Ethanol Industry News

Ethanol Industry News

Ethanol Industry News. I’m Greg Martin with today’s Line On Agriculture.

An ethanol industry official says full-scale commercialization of E-15 is probably years off - but cellulosic ethanol - seen as a key safety valve to meet the nation’s Renewable Fuels Standard - may be just around the corner. Last week’s EPA denial of an RFS waiver request by the livestock industry and several Governors did nothing to end their fight with ethanol producers over high grain prices. EPA says the petitioners couldn’t prove such harm and a waiver would provide little relief. More non-corn ethanol could ease the fight - but that will take time - though Renewable Fuels Association President Bob Dinneen expects some mass production next year.

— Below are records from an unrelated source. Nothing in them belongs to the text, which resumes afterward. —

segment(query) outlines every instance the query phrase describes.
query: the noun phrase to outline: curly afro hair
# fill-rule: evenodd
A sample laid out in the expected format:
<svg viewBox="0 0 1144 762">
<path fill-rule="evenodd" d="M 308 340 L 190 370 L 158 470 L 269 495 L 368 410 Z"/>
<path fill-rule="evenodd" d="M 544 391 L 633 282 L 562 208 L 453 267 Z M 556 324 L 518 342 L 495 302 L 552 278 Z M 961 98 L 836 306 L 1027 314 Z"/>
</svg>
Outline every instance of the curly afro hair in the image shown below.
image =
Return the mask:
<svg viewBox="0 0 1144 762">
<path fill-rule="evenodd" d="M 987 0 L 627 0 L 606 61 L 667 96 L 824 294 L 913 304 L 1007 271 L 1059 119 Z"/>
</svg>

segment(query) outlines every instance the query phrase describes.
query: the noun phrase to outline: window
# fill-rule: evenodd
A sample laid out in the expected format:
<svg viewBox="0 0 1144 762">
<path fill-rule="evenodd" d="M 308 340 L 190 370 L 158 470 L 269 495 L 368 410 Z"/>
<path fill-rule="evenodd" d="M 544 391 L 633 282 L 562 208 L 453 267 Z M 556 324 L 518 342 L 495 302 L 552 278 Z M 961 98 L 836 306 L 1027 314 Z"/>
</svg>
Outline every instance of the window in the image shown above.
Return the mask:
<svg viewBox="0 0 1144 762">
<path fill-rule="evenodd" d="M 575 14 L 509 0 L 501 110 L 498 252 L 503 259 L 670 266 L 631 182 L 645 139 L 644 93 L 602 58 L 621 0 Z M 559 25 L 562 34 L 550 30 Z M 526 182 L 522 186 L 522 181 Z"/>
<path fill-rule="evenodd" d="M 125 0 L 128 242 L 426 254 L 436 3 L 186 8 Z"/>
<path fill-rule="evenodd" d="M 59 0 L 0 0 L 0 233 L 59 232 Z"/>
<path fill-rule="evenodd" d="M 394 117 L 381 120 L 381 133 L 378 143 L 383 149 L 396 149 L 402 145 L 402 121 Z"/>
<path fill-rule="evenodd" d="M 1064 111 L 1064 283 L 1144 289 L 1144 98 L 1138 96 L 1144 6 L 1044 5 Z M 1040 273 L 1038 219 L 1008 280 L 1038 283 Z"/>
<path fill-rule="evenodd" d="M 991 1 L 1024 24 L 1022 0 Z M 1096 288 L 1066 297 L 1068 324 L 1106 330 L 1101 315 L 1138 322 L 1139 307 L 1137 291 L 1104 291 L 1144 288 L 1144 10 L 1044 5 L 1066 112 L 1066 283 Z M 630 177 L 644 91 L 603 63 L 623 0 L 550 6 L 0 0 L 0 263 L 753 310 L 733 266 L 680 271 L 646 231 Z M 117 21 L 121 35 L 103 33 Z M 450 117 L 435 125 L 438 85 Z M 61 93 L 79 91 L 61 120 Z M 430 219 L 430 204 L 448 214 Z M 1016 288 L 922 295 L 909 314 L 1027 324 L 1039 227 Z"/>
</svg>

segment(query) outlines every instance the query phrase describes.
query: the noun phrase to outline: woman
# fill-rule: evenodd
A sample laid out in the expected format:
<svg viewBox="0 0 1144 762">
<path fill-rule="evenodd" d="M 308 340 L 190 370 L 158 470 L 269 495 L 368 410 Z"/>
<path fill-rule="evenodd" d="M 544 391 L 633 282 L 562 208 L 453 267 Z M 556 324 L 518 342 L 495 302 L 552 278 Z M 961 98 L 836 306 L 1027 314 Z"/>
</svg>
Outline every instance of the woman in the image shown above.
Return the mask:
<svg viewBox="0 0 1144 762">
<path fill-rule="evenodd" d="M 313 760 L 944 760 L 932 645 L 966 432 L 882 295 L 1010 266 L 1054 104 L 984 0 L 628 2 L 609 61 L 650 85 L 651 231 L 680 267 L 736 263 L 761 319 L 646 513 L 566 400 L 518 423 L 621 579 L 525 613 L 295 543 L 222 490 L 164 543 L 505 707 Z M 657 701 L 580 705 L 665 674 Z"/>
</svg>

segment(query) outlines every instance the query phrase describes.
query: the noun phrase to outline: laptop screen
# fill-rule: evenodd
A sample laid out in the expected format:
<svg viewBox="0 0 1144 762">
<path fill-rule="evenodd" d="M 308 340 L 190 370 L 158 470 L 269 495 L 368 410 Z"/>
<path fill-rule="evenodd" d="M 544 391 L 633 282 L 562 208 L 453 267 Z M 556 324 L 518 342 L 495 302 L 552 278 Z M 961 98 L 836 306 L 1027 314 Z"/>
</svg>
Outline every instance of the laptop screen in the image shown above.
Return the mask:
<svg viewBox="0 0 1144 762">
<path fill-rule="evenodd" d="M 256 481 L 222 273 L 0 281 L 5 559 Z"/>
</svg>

DINEEN: There are two facilities that have completed their instruction and are going through the ramp up to commercial production stages but there are four other plants that are under construction that will complete construction in 2013.
 
Dinneen expects cellulosic ethanol to take off after that.

DINEEN: And once the first and second and third plants demonstrate that they have the technology that they can convert cellulose to ethanol cost competitively, there’s going to be a rush to build that next plant and you will see the cellulosic ethanol industry scale up as fast, if not faster than the grain ethanol industry did once a market was available to it.
 
But grain ethanol has already hit the so-called blend wall - requiring greater use of gasoline blends higher than 10-percent ethanol. EPA has approved use of E-15 in model year 2001 and newer gasoline-fueled cars - and there is limited use in the Midwest - but technical and regulatory barriers to wide-scale use remain.

DINEEN: The growth of E15 has indeed been as we expected. It was slow and it’s going to continue to be slow because of state regulatory barriers that still exist. Because of some marketplace conditions that EPA sort of established that make it difficult for gasoline marketers to put the equipment in place and the program in place to offer E15 to consumers that might want it.

The Administration has set a goal to help fueling stations install 10-thousand blender pumps over the next five-years. The RFS requires 15-billion gallons of corn-based ethanol production by 2015 and 21-billion of cellulosic ethanol by 2022.

That’s today’s Line On Agriculture. I’m Greg Martin on the Ag Information Network.